Lundi.
« Trois fautes dans cette
simple annonce ! Vous vous fichez de qui ? »
Mardi.
« Vous avez oublié de
ranger ces dossiers hier soir avant de partir ! Et si quelqu'un les
avait lus ?
- Je suis navrée monsieur, je
n'ai pas fait attention, cela ne se reproduira plus. »
Mercredi.
« 13h, j'ai un dîner
important. Je ne veux être dérangé sous aucun prétexte ! Nous
aurons la visite des ateliers dans l'après midi, je tiens à ce que
tout soit parfait ! Alors occupez-vous de cela ! Et n'oubliez pas !
QUE TOUT SOIT PARFAIT ! »
Jeudi.
« Vous n'êtes vraiment
bonne à rien ma petite ! »
Vendredi.
« Déjà que vous n'en
faîtes pas lourd et vous osez demander des vacances ! C'est le monde
à l'envers ! »
Samedi.
« Je sais que demain c'est
dimanche mais vous allez devoir faire un petit sacrifice. Nous avons
un important client qui arrive lundi. Je veux que vous vous occupiez
des préparatifs pour la réception ! »
Dimanche.
« Non ! Non ! Non ! Mettez
plutôt le buffet dans ce coin là-bas ! Mais où avez-vous la tête
! J'aurai mieux fait de venir le faire moi-même ! »
Ce n'était pas comme cela
toutes les semaines. Au moins en ce qui concernait le fait de venir
travailler à l'œil le dimanche.
Gladys ne savait pas pourquoi
elle continuait à encaisser toute cette médisance. Par contre elle
savait qu'elle ne tiendrait plus le coup très longtemps. Sans arrêt,
à chaque fois que son patron, Monsieur Walhberk, lui gueulait
dessus, qu'il lui faisait un reproche ou une réflexion mal placée,
une petite voix venait lui dire de ne pas se laisser faire, de se
révolter. Mais elle en était incapable. C'était son boulot, elle
ne pouvait pas faire autrement.
Ce soir-là, elle faisait
quelques heures supplémentaires, pour prendre de l'avance dans son
travail. Si son patron voyait traîner des dossiers plus de 24
heures, il gueulait.
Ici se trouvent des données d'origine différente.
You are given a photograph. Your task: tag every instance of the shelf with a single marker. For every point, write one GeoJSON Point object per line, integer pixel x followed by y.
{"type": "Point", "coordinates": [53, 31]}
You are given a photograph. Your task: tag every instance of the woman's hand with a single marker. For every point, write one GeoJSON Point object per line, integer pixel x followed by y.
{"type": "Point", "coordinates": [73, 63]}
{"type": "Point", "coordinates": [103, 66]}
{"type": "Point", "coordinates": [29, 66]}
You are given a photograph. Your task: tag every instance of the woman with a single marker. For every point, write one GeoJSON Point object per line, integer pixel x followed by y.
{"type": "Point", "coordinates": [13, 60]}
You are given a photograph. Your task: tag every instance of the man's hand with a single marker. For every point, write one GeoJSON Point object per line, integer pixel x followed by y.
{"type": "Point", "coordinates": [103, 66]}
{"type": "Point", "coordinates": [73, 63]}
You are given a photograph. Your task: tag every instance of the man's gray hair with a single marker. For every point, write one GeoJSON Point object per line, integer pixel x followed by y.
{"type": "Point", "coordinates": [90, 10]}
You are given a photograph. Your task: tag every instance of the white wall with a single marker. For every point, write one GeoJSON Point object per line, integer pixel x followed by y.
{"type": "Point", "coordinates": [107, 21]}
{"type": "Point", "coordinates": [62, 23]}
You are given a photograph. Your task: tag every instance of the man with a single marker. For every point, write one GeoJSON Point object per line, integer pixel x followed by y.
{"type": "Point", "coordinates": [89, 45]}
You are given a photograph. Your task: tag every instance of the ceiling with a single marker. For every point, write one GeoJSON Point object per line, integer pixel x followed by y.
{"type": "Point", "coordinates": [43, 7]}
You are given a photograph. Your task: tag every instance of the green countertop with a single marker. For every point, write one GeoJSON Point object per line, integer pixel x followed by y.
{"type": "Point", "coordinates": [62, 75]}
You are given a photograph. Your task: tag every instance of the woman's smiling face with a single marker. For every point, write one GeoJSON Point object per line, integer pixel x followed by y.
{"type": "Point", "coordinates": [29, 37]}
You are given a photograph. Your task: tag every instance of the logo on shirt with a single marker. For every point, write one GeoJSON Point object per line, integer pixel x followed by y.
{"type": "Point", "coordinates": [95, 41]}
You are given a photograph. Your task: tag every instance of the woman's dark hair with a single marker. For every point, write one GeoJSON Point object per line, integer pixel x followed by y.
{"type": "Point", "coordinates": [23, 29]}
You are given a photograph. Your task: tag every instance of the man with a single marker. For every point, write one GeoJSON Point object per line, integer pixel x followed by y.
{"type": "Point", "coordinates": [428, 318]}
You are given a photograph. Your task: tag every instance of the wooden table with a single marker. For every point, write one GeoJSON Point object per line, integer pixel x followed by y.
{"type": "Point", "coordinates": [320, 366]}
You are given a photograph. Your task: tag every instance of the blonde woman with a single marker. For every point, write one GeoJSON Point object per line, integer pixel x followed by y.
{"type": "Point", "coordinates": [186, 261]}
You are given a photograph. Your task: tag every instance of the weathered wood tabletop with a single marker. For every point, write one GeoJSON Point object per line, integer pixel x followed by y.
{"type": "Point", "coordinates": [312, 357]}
Il lui arrivait même de prendre les dossiers et
de les jeter à la poubelle ou alors de les envoyer à travers le
bureau. Il s'ouvraient en plein vol bien entendu et s'éparpillaient
un peu partout dans la petite pièce. Gladys prenait encore un bon
quart d'heure pour remettre les fiches à leur place.
Elle pensait que, quelque part,
il avait raison de faire cela en rajoutant une phrase au ton ironique
comme : « Pffff ! J'ai compris ! Si ce dossier traîne c'est
que le client auquel il est rattaché ne vaut rien ! Autant qu'il
finisse dans la poubelle ! » Il avait raison car cela
permettait à Gladys de tirer des leçons de ses erreurs et
d’évoluer. Seulement elle faisait des efforts, tous les jours,
elle le savait. Mais il semblait que son patron n’était jamais
assez satisfait de ses efforts. Elle se demandait même s'il les
voyait. Un jour, elle avait préparé la veille les dossiers du
lendemain, histoire qu'il gagne du temps en arrivant. Elle avait
également mis une note sur son bureau pour lui signaler les points
importants de chaque dossier et lui rappeler ses rendez-vous de la
journée.
« Quand j'aurai besoin
d'une baby-sitter, je vous le ferais savoir ! Et d'une ! Et de deux,
ce n’est certainement pas vous que je prendrai ! »
Ce furent les seuls
remerciements auxquels elle eut droit en arrivant à son poste le
lendemain. Jamais plus elle ne tenta de renouveler l'expérience.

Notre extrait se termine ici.